Nuclear energy can be a strong source of power for everyday life, once the financial and social conditions that are barring the way are improved. The small risk of improper maintenance can be solved with trained professionals being hired where they should be. As for natural disasters, that is one risk that probably cannot be solved. But with that risk comes potentially an even bigger reward. And who knows maybe someday someone will come up with an energy source that is versatile in its location as Solar power, and is able to generate massive amounts of power like Nuclear reactors are able to. Until then the future awaits.
Dhar, Michael. “How Do Solar Panels Work?” LiveScience, Purch, 6 Dec. 2017, http://www.livescience.com/41995-how-do-solar-panels-work.html.
This is an article from a website that explains how solar panels are constructed and a layout of how they produce and provide energy. I used this article to assist me in explaining how solar panels functioned in order to give a brief description of an alternative to Nuclear power.
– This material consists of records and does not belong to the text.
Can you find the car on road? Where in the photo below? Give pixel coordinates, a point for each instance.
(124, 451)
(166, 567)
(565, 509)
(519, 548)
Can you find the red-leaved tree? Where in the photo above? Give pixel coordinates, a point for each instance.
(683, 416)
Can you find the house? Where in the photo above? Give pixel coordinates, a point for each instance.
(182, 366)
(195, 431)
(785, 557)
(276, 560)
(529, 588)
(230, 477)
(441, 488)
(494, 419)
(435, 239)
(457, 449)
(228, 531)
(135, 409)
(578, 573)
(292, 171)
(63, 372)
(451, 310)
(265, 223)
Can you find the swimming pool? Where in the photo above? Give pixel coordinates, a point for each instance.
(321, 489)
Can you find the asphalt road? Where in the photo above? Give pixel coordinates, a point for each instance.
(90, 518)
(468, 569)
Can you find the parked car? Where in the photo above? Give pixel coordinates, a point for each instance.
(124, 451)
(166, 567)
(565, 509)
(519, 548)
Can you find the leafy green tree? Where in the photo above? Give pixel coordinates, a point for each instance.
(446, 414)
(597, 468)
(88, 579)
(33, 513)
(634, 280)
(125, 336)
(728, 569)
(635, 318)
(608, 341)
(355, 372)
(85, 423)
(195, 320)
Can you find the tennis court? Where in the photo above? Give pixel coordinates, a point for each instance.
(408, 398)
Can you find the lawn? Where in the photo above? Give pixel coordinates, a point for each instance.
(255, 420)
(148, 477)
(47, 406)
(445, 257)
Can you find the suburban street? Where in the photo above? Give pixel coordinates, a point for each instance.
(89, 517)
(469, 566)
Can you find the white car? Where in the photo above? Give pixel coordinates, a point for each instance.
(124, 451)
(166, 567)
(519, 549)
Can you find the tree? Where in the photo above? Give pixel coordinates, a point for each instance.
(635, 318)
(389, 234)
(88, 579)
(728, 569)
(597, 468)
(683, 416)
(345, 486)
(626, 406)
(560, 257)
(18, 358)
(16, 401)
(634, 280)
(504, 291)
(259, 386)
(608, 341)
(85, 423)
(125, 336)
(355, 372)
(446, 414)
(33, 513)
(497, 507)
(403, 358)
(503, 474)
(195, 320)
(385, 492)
“The Future of Nuclear Energy.” The Future of Nuclear Energy, no. 2, 2015, pp. 1–24., www.hcs.harvard.edu/~res/wp-content/uploads/2015/05/HCRECS_Spring_15_Final.pdf.
This source is an overview of Nuclear energy, its history, how it works and various theories on how to improve it. I used this source to help me explain how Nuclear reactors are structured, and how the process of energy collection through fission works.
Vulpe, Robert C. “The Role Of Advanced Cost Recovery In Nuclear Energy Policy.” The Role Of Advanced Cost Recovery In Nuclear Energy Policy, 2015, The Role Of Advanced Cost Recovery In Nuclear Energy Policy.
This source describes various past events that involve the planning, deployment and a brief history on Nuclear reactors. It also describes Advanced Cost Recovery plans that are able to help ease the costs of reactors. I used this article to help provide me with various examples for my proposal.